Pygmalion’s Cake Mountain
If you cannot tell already, Zomppa Patty is a true baker. She’s creative yet analytical; flexible and adaptive (helpful when certain flours aren’t rising properly or eggs are a bit larger than normal) yet precise and deliberate (I sometimes call it a wee bit anal retentive), dramatic (check out the colors) yet strangely patient when it comes to ensuring her cakes are beautiful to look at and scrumptious to eat.

These are just two of her gorgeous creations she made for her little ones’ birthdays. They just aren’t pretty, but are made with great thoughtfulness that they fit the personality of each child. In fact, some of her friends have been fortunate enough to have some of her special cakes named after them, all made with each individual in mind.

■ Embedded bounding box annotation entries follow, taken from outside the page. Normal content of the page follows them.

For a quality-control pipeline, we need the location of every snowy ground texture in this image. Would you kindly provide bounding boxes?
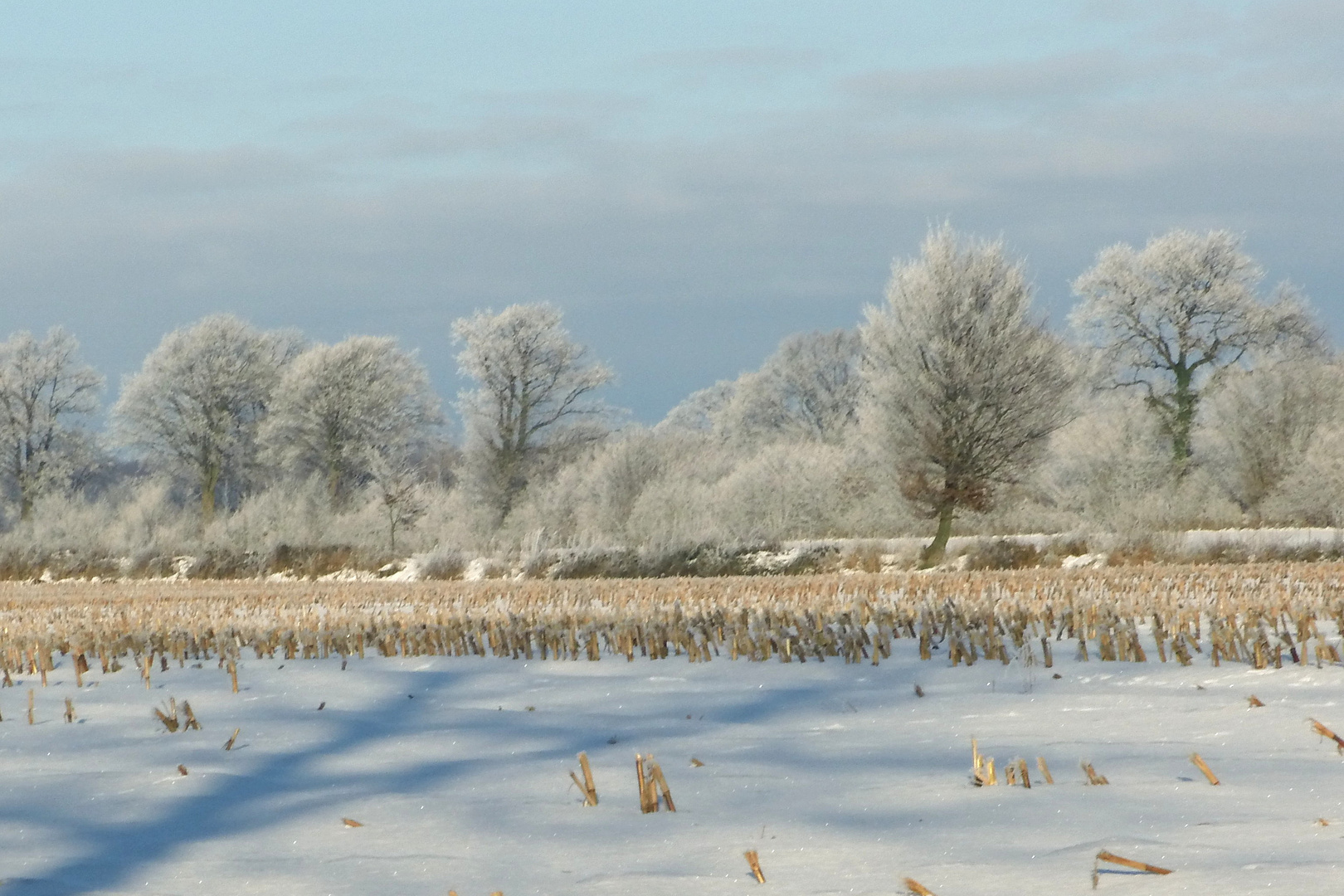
[0,640,1344,896]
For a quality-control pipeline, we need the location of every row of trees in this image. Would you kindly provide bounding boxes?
[0,226,1340,562]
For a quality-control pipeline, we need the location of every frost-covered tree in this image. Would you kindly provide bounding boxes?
[722,329,863,442]
[659,329,863,443]
[111,314,299,523]
[1197,354,1344,523]
[1071,230,1321,470]
[0,326,104,521]
[861,224,1073,566]
[262,336,442,508]
[453,304,613,519]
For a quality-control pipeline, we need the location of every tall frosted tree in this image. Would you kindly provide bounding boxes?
[111,314,301,523]
[1071,230,1322,471]
[0,326,104,520]
[262,336,442,506]
[719,329,861,442]
[860,224,1073,566]
[453,304,613,520]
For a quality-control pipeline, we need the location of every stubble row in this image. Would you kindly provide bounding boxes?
[0,562,1344,673]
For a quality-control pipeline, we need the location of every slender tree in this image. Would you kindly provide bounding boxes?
[1196,353,1344,523]
[453,304,613,520]
[1071,230,1322,473]
[0,326,104,521]
[861,224,1073,566]
[718,329,863,442]
[111,314,299,523]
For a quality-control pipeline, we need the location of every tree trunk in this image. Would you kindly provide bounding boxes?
[1172,368,1199,475]
[919,503,957,570]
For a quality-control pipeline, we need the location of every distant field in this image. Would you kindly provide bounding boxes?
[0,562,1344,672]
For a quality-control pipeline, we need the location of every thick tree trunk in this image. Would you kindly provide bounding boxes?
[1171,367,1199,475]
[919,504,957,570]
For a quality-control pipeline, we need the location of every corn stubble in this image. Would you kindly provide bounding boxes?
[0,562,1344,677]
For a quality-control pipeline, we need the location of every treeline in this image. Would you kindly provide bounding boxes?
[0,226,1344,573]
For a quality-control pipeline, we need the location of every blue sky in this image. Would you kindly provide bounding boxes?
[0,0,1344,421]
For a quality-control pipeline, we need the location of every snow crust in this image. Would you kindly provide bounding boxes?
[0,640,1344,896]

Now we have me. I am not patient nor do I really like measuring things. As a teenager, I loved baking from the Duncan Hines box mixes (who can mess up two eggs and 1/3 cup oil?), but I quickly realized as I got older: I am no baker. It requires virtues I lack. But I still pretend every now and then because I like eating and I like sweets and I love the idea of homemade cakes.
So my boyfriend’s birthday was this weekend and I decided to make him a cake…a rich butter cake with chocolate buttercream. Now I WAS following a recipe – said it was an EASY recipe – only the buttercream came out more like fondant. It was too hard to spread it out like they do on cake shows (or the way Patty always does), so I ended up molding them in my hands and sculpting my five-tiered, lopsided cake (I always had a fantasy to be an architect, knowing full well the concept would be fantastic but the building would collapse quickly because I don’t care for details like measuring).

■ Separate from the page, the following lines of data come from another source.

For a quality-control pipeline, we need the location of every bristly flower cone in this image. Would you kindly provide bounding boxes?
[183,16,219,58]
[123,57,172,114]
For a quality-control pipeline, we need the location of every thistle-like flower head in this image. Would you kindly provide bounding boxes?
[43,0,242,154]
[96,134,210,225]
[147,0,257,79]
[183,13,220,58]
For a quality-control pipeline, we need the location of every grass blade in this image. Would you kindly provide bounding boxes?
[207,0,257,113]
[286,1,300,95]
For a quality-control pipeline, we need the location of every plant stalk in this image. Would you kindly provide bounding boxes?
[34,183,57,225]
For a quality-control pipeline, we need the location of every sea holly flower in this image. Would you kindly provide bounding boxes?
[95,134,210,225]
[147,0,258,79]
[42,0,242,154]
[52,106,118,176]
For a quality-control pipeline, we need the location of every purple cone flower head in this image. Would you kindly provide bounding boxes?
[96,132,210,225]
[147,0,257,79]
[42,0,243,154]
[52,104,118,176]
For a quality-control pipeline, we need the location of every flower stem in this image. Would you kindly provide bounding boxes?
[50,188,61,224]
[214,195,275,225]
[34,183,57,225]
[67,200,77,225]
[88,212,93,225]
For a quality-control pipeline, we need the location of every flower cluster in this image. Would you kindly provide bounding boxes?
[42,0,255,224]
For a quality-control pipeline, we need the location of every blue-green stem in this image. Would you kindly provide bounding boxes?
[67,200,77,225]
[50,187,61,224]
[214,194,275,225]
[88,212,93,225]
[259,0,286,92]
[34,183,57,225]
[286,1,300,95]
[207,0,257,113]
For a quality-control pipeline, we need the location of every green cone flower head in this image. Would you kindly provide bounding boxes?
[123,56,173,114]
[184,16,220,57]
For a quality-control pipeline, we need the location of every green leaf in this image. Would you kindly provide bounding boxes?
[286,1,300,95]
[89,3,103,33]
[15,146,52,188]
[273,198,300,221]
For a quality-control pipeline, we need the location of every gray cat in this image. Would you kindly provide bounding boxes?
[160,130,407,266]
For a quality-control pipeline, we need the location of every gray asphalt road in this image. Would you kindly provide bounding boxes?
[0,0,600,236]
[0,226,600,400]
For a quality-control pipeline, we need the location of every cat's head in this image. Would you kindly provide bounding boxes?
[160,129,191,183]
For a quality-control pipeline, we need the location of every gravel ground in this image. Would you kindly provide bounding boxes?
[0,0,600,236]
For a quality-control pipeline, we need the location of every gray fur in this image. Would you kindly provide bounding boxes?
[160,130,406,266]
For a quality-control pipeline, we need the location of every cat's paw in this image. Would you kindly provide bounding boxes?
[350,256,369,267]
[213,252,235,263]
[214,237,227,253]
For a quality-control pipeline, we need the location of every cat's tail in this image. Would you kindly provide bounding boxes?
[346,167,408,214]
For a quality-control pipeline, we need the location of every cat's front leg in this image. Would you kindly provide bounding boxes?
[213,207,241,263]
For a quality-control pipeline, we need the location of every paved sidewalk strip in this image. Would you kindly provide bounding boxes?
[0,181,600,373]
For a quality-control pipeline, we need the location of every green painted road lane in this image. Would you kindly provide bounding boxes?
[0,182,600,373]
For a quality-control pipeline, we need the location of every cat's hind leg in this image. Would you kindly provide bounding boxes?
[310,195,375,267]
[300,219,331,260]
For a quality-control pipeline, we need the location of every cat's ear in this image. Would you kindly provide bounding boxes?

It ended up being actually really fun. I was not quite the cake whiz that I see on Ace of Cakes or Cake Boss or Patty’s Kitchen, but I suppose it was my style of baking. Pygmalion would be proud. Or amused. It was like sculpting clay (which is one of many daydream jobs) and I realized why I like making cakes. It was like creating a piece of artwork, molding and sculpting the “buttercream” to how I wanted it and I was doing it because, as for many of us, we love making people happy through our food.
Patty thinks it looks like a giant hostess cake with marshmallows and raspberries. But boy was it delicious. The boyfriend seemed to like it and not mind that it looked like a child’s 3rd grade volcano project that she insisted on doing it herself.
He dubbed it Cake Mountain. Happy Birthday!